RR:C19 Evidence Scale rating by reviewer:
Not informative. The flaws in the data and methods in this study are sufficiently serious that they do not substantially justify the claims made. It is not possible to say whether the results and conclusions would match that of the hypothetical ideal study. The study should not be considered as evidence by decision-makers.
***************************************
Review:
The authors mention that they classify CXRs into COVID-19 positive and negative categories. How do they quantify the negative class? What are the proportion of healthy controls and other disease manifestations included in the negative class? The histogram of prediction confidence shows that the model is highly confident in separating positive and negative classes. In this regard, the negative class may contain a major proportion of healthy controls. However, these discussions are missing at present.
It is not mentioned whether the datasets would be made publicly available.
The authors have to justify the selection of pretrained models. It is not clear why the authors performed multiple iterations with and without preprocessing for the ResNet-50 model. What is the performance achieved under these circumstances with other pretrained models? There is no discussion of a baseline model in this study. The authors need to perform a statistical significance analysis to demonstrate if the performance difference is statistically significant.
The rationale behind the study is not clear. Do the authors want to infer that ResNet-50 is the best model to classify COVID-19 cases from other classes? How does the trained model generalize to real-world applications?
It is not clear why the authors created a three-channel image with one channel filled with zeroes. Instead, the authors could have segmented the lung regions and used them to train the models.
What limitations are the authors proposing to overcome as compared to the literature? The authors may have to test the performance with a different collection that is not part of the training or validation process to demonstrate generalization.
COVID-19 is a case of viral pneumonia; however, pneumonia is also caused by bacterial, non-COVID-viral, and other pathogens. The authors need to demonstrate how these models behave for these distinct types of pneumonia.
What do the authors mean by one of the last layers? How did the authors optimize feature selection? It is not clear if the authors performed online or offline augmentation. If offline, what is the percentage increase in the training data? What is the performance with and without augmentation and are the performance differences statistically significant?
How did the authors decide to choose the best layer to extract the features? What is the difference in performance observed by extracting features from different intermediate layers? Are these differences statistically significant? The authors need to explain the reason behind these choices if they feel something is better than the other.
The authors mentioned that they used the highest possible resolution for this study. However, they mention that they cropped the images to 1024 x 1024 dimensions. This contradicts their claim. What is the effect of increasing/decreasing input spatial resolution?

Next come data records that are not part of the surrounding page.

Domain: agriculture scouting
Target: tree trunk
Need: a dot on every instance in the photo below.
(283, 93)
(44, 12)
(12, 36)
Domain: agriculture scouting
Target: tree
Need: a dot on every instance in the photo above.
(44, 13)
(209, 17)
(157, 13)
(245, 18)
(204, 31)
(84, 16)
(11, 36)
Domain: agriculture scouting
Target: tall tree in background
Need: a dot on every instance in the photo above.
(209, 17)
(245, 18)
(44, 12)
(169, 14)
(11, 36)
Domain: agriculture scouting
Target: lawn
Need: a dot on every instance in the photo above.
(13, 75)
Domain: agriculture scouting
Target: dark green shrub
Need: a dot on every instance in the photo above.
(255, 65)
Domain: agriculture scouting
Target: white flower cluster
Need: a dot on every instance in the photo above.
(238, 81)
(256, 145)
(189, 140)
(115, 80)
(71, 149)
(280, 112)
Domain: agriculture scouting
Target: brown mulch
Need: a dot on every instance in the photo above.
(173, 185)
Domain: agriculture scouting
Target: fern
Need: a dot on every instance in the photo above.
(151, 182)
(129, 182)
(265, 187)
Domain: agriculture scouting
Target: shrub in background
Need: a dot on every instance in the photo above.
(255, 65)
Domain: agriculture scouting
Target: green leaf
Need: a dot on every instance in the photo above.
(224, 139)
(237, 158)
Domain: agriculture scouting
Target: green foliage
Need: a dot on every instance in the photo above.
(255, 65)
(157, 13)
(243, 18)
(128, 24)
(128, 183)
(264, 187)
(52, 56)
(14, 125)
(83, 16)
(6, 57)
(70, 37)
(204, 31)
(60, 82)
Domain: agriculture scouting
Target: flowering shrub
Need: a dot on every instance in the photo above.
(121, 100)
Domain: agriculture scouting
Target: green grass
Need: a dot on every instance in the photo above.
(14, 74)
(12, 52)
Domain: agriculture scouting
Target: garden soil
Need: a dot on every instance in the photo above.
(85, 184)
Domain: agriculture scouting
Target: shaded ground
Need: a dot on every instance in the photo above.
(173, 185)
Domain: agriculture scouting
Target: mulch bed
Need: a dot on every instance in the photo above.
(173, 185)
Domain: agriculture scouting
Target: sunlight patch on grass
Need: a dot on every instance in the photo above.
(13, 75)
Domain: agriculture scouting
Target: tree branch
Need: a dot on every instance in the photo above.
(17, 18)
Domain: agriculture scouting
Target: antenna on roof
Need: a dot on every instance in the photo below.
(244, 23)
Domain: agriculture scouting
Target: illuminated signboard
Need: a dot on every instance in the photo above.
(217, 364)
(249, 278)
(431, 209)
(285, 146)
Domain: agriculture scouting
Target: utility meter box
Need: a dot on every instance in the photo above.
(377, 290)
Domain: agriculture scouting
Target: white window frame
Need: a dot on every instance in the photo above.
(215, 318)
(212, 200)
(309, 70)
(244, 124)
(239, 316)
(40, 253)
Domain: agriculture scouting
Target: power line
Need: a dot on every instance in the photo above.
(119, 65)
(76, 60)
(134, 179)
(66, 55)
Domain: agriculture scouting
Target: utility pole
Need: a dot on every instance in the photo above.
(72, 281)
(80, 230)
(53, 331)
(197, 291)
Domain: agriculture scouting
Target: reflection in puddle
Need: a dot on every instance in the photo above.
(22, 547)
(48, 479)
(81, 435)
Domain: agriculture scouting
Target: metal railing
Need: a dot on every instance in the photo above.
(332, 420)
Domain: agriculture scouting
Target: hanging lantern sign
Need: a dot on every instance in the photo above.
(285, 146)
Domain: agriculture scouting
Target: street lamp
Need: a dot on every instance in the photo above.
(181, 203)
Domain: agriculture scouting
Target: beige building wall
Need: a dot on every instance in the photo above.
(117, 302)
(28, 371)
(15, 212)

How did the authors make sure that the model arrives at the right decision for the right reason? It is important to perform saliency tests and compute class activation maps to localize the regions of interest learned by the pretrained models. The issues with reporting such high performances in detecting image-level COVID-19 labels with publicly available COVID-19 collections have been adequately discussed in the literature. Fundamentally, these CNN models are not learning the characteristics of the disease but that of the datasets, due to severe class imbalance issues and other constraints.